Say we have some non-Markovian process, $X_{t}$ which depends on some identifiable information contained in the sigma algebra generated by the collection of random variables up to time $s<t$, $\mathcal{F}_{s}^{X}$, such that $P(X_{t}|\mathcal{F}_{s}^{X}) \not = P(X_{t}|X_{s})$. Should one be able to extend the state space to support another process, say $V_{t}$, such that the all information for which $X_{t}$ was dependent on in ($\mathcal{F}_{s}^{X}- \sigma(X_{s})$) is encoded in it and such that $V_{t}$ is markov, is the process $(X_{t},V_{t})$ Markov in the product space?
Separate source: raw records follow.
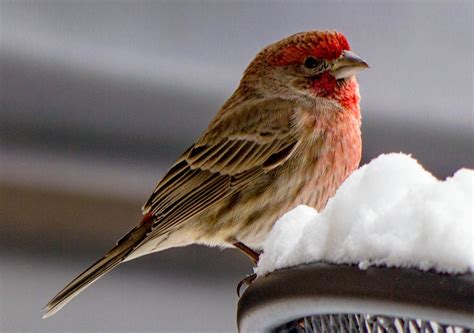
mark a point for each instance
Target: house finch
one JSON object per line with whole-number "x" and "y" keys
{"x": 289, "y": 135}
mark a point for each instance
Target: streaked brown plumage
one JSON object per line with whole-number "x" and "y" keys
{"x": 289, "y": 135}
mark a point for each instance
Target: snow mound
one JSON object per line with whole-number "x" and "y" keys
{"x": 389, "y": 212}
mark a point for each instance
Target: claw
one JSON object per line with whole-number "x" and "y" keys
{"x": 247, "y": 281}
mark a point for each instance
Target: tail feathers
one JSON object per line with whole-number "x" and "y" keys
{"x": 112, "y": 259}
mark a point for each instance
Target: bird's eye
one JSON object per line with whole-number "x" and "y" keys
{"x": 311, "y": 63}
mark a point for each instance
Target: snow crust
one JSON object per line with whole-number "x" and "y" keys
{"x": 389, "y": 212}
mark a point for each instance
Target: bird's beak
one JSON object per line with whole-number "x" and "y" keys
{"x": 348, "y": 64}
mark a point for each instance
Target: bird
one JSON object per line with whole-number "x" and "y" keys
{"x": 289, "y": 135}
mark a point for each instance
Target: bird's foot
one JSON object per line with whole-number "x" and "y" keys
{"x": 247, "y": 281}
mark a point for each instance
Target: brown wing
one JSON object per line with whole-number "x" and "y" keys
{"x": 233, "y": 152}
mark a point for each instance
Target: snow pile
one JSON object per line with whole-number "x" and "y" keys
{"x": 389, "y": 212}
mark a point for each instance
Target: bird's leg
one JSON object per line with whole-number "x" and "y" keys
{"x": 254, "y": 256}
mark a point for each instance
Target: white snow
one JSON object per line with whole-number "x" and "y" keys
{"x": 389, "y": 212}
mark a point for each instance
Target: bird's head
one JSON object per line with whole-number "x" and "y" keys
{"x": 315, "y": 64}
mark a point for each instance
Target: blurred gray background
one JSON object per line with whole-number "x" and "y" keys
{"x": 99, "y": 97}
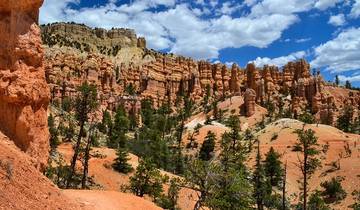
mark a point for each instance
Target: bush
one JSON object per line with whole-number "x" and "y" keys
{"x": 333, "y": 191}
{"x": 307, "y": 118}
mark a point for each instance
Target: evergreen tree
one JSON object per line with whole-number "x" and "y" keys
{"x": 272, "y": 167}
{"x": 316, "y": 202}
{"x": 121, "y": 162}
{"x": 356, "y": 196}
{"x": 147, "y": 180}
{"x": 333, "y": 191}
{"x": 106, "y": 123}
{"x": 54, "y": 139}
{"x": 130, "y": 89}
{"x": 85, "y": 103}
{"x": 206, "y": 98}
{"x": 347, "y": 84}
{"x": 337, "y": 80}
{"x": 262, "y": 188}
{"x": 306, "y": 144}
{"x": 86, "y": 157}
{"x": 121, "y": 126}
{"x": 345, "y": 119}
{"x": 208, "y": 146}
{"x": 169, "y": 201}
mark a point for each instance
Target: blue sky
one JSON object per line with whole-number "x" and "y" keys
{"x": 325, "y": 32}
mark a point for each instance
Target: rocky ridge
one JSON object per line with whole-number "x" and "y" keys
{"x": 162, "y": 77}
{"x": 24, "y": 94}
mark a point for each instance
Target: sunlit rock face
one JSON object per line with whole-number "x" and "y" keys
{"x": 24, "y": 94}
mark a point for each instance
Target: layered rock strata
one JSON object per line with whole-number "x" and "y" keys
{"x": 24, "y": 94}
{"x": 163, "y": 77}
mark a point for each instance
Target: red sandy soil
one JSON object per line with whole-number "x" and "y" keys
{"x": 103, "y": 174}
{"x": 349, "y": 165}
{"x": 109, "y": 200}
{"x": 101, "y": 171}
{"x": 23, "y": 187}
{"x": 340, "y": 94}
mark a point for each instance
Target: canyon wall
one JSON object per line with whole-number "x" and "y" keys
{"x": 162, "y": 77}
{"x": 24, "y": 94}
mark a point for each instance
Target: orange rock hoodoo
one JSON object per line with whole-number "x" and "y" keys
{"x": 24, "y": 94}
{"x": 162, "y": 77}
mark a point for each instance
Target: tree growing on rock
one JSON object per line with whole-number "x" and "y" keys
{"x": 333, "y": 191}
{"x": 147, "y": 180}
{"x": 272, "y": 167}
{"x": 121, "y": 162}
{"x": 208, "y": 146}
{"x": 120, "y": 127}
{"x": 344, "y": 121}
{"x": 54, "y": 133}
{"x": 306, "y": 145}
{"x": 85, "y": 104}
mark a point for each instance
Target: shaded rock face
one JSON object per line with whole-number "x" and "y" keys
{"x": 24, "y": 94}
{"x": 86, "y": 39}
{"x": 249, "y": 102}
{"x": 163, "y": 77}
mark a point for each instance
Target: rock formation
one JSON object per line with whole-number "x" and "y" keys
{"x": 249, "y": 102}
{"x": 24, "y": 94}
{"x": 163, "y": 77}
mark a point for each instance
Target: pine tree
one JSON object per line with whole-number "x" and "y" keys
{"x": 306, "y": 144}
{"x": 337, "y": 80}
{"x": 54, "y": 139}
{"x": 272, "y": 167}
{"x": 147, "y": 180}
{"x": 121, "y": 126}
{"x": 86, "y": 103}
{"x": 262, "y": 188}
{"x": 208, "y": 146}
{"x": 333, "y": 191}
{"x": 121, "y": 162}
{"x": 316, "y": 202}
{"x": 356, "y": 196}
{"x": 344, "y": 121}
{"x": 347, "y": 84}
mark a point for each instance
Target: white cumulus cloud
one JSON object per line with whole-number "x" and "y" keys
{"x": 337, "y": 20}
{"x": 340, "y": 54}
{"x": 279, "y": 61}
{"x": 199, "y": 29}
{"x": 355, "y": 10}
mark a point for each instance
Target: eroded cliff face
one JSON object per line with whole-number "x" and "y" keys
{"x": 162, "y": 77}
{"x": 24, "y": 94}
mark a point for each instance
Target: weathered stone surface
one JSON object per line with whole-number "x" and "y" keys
{"x": 249, "y": 102}
{"x": 24, "y": 94}
{"x": 162, "y": 77}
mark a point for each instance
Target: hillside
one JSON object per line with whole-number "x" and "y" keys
{"x": 120, "y": 126}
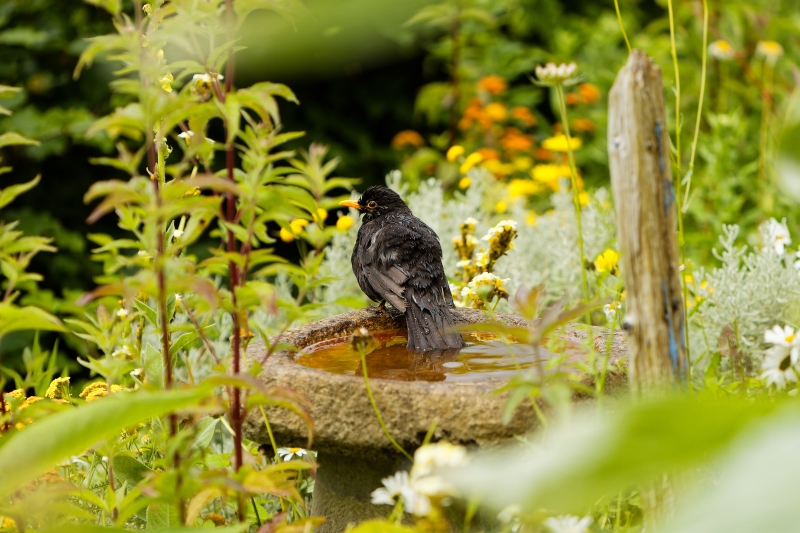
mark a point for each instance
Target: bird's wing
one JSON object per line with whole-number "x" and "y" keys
{"x": 387, "y": 259}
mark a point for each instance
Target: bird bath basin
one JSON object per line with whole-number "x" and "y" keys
{"x": 454, "y": 389}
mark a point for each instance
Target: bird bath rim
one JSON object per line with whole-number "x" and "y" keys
{"x": 465, "y": 412}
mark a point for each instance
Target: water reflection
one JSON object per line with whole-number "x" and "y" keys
{"x": 485, "y": 358}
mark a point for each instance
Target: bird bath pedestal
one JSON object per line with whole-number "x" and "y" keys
{"x": 353, "y": 453}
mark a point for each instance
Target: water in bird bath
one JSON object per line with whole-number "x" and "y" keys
{"x": 485, "y": 358}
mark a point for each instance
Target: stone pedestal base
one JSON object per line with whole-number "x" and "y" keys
{"x": 343, "y": 487}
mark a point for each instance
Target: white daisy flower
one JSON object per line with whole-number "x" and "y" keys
{"x": 288, "y": 453}
{"x": 393, "y": 487}
{"x": 781, "y": 336}
{"x": 568, "y": 524}
{"x": 778, "y": 366}
{"x": 611, "y": 310}
{"x": 777, "y": 236}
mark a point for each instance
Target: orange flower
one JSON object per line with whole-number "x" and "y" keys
{"x": 524, "y": 115}
{"x": 407, "y": 138}
{"x": 496, "y": 111}
{"x": 583, "y": 124}
{"x": 514, "y": 140}
{"x": 489, "y": 154}
{"x": 475, "y": 113}
{"x": 590, "y": 94}
{"x": 492, "y": 84}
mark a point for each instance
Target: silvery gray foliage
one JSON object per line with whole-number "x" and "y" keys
{"x": 751, "y": 291}
{"x": 547, "y": 252}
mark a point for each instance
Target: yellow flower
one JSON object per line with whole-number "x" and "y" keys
{"x": 559, "y": 143}
{"x": 471, "y": 160}
{"x": 550, "y": 174}
{"x": 492, "y": 84}
{"x": 286, "y": 235}
{"x": 607, "y": 261}
{"x": 769, "y": 50}
{"x": 407, "y": 138}
{"x": 298, "y": 224}
{"x": 497, "y": 111}
{"x": 57, "y": 387}
{"x": 166, "y": 82}
{"x": 518, "y": 188}
{"x": 721, "y": 50}
{"x": 522, "y": 163}
{"x": 455, "y": 152}
{"x": 217, "y": 519}
{"x": 344, "y": 223}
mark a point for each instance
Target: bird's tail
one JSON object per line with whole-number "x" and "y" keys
{"x": 429, "y": 322}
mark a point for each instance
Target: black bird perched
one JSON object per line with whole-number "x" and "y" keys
{"x": 398, "y": 259}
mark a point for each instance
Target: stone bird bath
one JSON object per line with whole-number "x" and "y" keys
{"x": 353, "y": 452}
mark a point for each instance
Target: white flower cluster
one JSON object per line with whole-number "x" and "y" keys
{"x": 780, "y": 362}
{"x": 417, "y": 489}
{"x": 552, "y": 74}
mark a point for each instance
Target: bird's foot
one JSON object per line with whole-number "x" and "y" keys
{"x": 378, "y": 308}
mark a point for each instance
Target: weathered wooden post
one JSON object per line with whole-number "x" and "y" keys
{"x": 641, "y": 180}
{"x": 644, "y": 199}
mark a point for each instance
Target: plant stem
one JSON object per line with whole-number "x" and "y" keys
{"x": 455, "y": 91}
{"x": 679, "y": 172}
{"x": 375, "y": 406}
{"x": 233, "y": 273}
{"x": 622, "y": 26}
{"x": 573, "y": 172}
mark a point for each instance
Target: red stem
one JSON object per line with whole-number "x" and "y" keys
{"x": 233, "y": 271}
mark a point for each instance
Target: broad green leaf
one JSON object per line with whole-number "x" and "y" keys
{"x": 153, "y": 366}
{"x": 13, "y": 318}
{"x": 592, "y": 457}
{"x": 30, "y": 453}
{"x": 112, "y": 6}
{"x": 162, "y": 516}
{"x": 754, "y": 488}
{"x": 11, "y": 138}
{"x": 205, "y": 432}
{"x": 128, "y": 468}
{"x": 147, "y": 311}
{"x": 8, "y": 194}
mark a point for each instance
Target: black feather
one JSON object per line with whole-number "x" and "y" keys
{"x": 398, "y": 259}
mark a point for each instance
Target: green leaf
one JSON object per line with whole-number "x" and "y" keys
{"x": 205, "y": 432}
{"x": 13, "y": 318}
{"x": 147, "y": 311}
{"x": 88, "y": 528}
{"x": 15, "y": 139}
{"x": 753, "y": 487}
{"x": 112, "y": 6}
{"x": 8, "y": 194}
{"x": 128, "y": 468}
{"x": 182, "y": 341}
{"x": 30, "y": 453}
{"x": 153, "y": 366}
{"x": 162, "y": 515}
{"x": 595, "y": 456}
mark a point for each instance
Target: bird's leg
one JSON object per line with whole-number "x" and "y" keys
{"x": 380, "y": 308}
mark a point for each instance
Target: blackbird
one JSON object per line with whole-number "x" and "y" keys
{"x": 398, "y": 259}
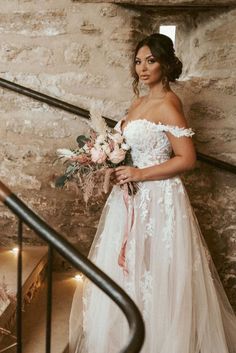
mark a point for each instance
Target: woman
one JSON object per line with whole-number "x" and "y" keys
{"x": 151, "y": 243}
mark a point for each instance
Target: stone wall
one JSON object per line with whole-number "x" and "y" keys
{"x": 80, "y": 52}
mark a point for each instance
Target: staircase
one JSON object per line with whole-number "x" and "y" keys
{"x": 34, "y": 291}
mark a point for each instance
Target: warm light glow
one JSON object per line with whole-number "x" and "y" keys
{"x": 79, "y": 277}
{"x": 168, "y": 31}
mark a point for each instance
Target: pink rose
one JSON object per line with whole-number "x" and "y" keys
{"x": 117, "y": 155}
{"x": 98, "y": 156}
{"x": 82, "y": 158}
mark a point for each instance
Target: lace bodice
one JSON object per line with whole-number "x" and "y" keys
{"x": 148, "y": 140}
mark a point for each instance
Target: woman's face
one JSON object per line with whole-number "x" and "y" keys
{"x": 146, "y": 66}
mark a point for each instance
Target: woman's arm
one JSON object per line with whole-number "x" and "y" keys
{"x": 184, "y": 152}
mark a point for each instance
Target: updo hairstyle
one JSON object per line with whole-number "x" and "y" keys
{"x": 162, "y": 48}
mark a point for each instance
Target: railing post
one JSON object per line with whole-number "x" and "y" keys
{"x": 49, "y": 300}
{"x": 19, "y": 289}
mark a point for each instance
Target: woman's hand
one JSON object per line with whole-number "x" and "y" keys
{"x": 124, "y": 174}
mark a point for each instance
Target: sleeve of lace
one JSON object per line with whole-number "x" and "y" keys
{"x": 179, "y": 131}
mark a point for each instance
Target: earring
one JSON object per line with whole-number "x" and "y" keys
{"x": 165, "y": 81}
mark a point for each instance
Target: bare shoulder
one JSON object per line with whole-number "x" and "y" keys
{"x": 135, "y": 103}
{"x": 171, "y": 111}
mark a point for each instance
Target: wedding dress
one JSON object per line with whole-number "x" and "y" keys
{"x": 167, "y": 269}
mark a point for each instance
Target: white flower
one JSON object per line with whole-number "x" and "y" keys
{"x": 125, "y": 147}
{"x": 98, "y": 156}
{"x": 117, "y": 155}
{"x": 64, "y": 152}
{"x": 86, "y": 148}
{"x": 100, "y": 139}
{"x": 117, "y": 137}
{"x": 106, "y": 148}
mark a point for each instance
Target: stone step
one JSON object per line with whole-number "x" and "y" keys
{"x": 34, "y": 317}
{"x": 34, "y": 264}
{"x": 64, "y": 286}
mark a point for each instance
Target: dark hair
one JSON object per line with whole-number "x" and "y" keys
{"x": 162, "y": 48}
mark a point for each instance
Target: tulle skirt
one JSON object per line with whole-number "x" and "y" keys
{"x": 167, "y": 270}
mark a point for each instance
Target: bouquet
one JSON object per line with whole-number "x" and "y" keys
{"x": 90, "y": 165}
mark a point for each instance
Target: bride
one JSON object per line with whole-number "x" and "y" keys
{"x": 151, "y": 243}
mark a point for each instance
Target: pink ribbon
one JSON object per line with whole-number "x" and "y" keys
{"x": 128, "y": 226}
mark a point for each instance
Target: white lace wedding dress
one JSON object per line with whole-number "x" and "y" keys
{"x": 168, "y": 270}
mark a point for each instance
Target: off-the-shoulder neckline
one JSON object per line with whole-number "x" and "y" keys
{"x": 159, "y": 123}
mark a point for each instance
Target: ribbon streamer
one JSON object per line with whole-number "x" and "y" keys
{"x": 128, "y": 227}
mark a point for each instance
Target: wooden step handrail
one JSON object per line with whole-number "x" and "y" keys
{"x": 81, "y": 263}
{"x": 57, "y": 103}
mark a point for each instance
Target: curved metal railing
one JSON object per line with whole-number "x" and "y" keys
{"x": 57, "y": 242}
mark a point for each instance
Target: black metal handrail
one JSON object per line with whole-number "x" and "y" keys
{"x": 85, "y": 113}
{"x": 80, "y": 262}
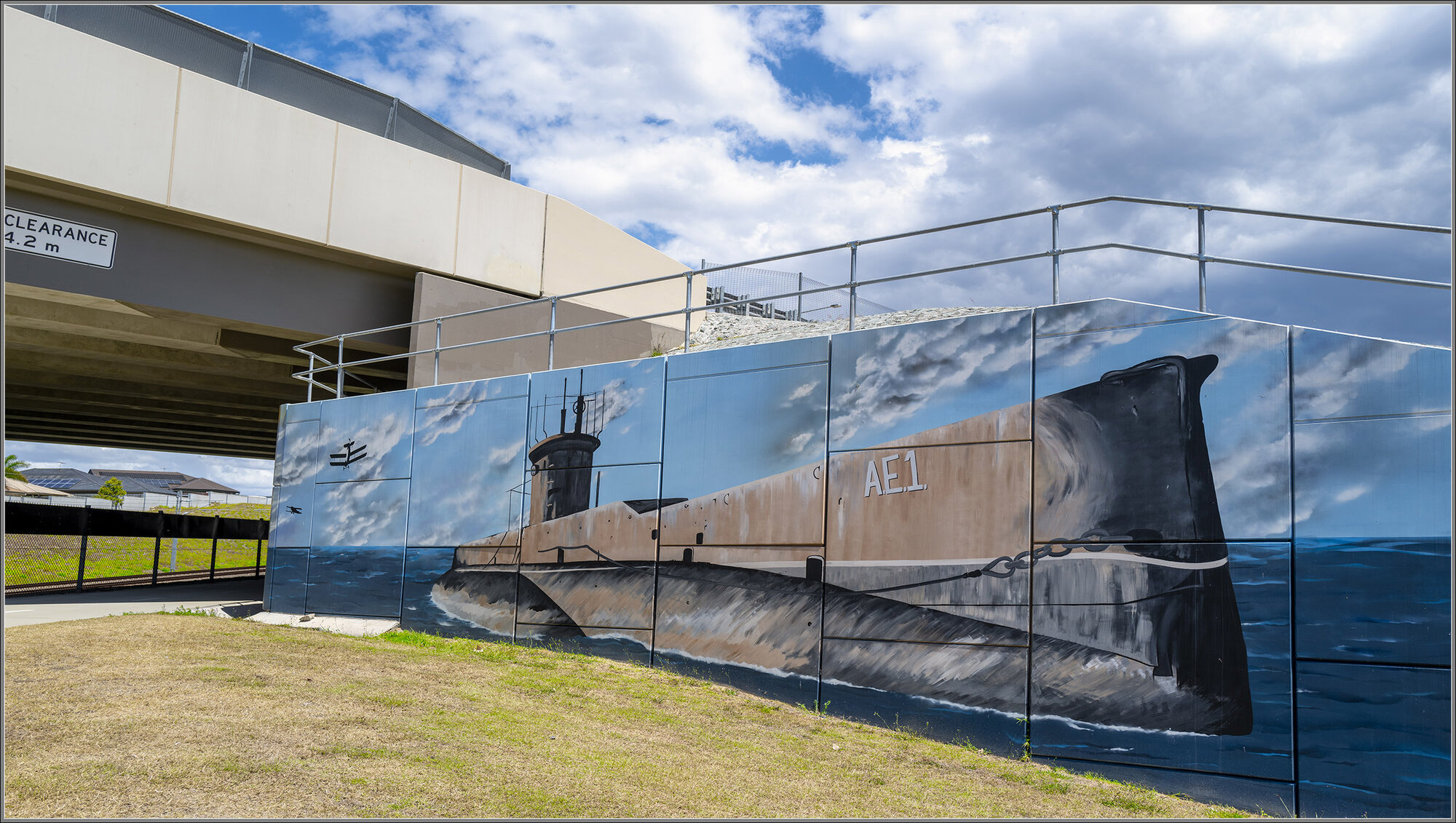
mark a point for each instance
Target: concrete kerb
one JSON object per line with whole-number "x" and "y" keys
{"x": 339, "y": 624}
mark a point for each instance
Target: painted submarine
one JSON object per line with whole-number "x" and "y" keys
{"x": 1122, "y": 550}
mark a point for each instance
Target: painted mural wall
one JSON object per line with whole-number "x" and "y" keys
{"x": 1202, "y": 553}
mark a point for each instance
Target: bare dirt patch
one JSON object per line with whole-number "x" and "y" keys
{"x": 178, "y": 716}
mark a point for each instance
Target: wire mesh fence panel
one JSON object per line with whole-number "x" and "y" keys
{"x": 111, "y": 557}
{"x": 41, "y": 560}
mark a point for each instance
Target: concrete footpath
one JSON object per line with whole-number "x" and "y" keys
{"x": 225, "y": 598}
{"x": 232, "y": 598}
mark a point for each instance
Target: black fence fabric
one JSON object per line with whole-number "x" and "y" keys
{"x": 52, "y": 549}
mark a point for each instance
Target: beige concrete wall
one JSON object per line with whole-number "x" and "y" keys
{"x": 438, "y": 295}
{"x": 87, "y": 112}
{"x": 503, "y": 228}
{"x": 394, "y": 202}
{"x": 79, "y": 108}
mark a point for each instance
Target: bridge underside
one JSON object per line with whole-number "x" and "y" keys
{"x": 95, "y": 371}
{"x": 187, "y": 342}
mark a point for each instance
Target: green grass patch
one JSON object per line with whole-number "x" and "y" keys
{"x": 232, "y": 719}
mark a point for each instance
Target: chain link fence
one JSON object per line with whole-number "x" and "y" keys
{"x": 732, "y": 285}
{"x": 181, "y": 41}
{"x": 106, "y": 549}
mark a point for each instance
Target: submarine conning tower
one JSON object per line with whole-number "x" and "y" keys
{"x": 561, "y": 470}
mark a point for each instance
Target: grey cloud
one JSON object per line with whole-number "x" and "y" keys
{"x": 899, "y": 377}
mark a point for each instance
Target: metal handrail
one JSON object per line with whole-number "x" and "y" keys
{"x": 854, "y": 284}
I have seen this alluded to and it makes intuitive sense, though I have not seen this property stated formally.
An example I've seen in the wild would be a M/G/1 queue which does not have an exponential service time but $(X_{t},V_{t})$ being the double which records the current queue count ($X_{t}$) and the elapsed service time of the current job ($V_{t}$) being Markovian.
Yes, you can take $V_t=(1[s\leq t]\cdot X_s)_{s}$, so that the state space of $V_t$ is now a space of functions (although I will purposely avoid saying what $\sigma$-algebra to put on this huge space to avoid getting into the weeds of measurability technicalities...) and the entire process $(V_t)_t$ is a path in a function space, or equivalently $V$ is a random field indexed by $V_{s,t}$.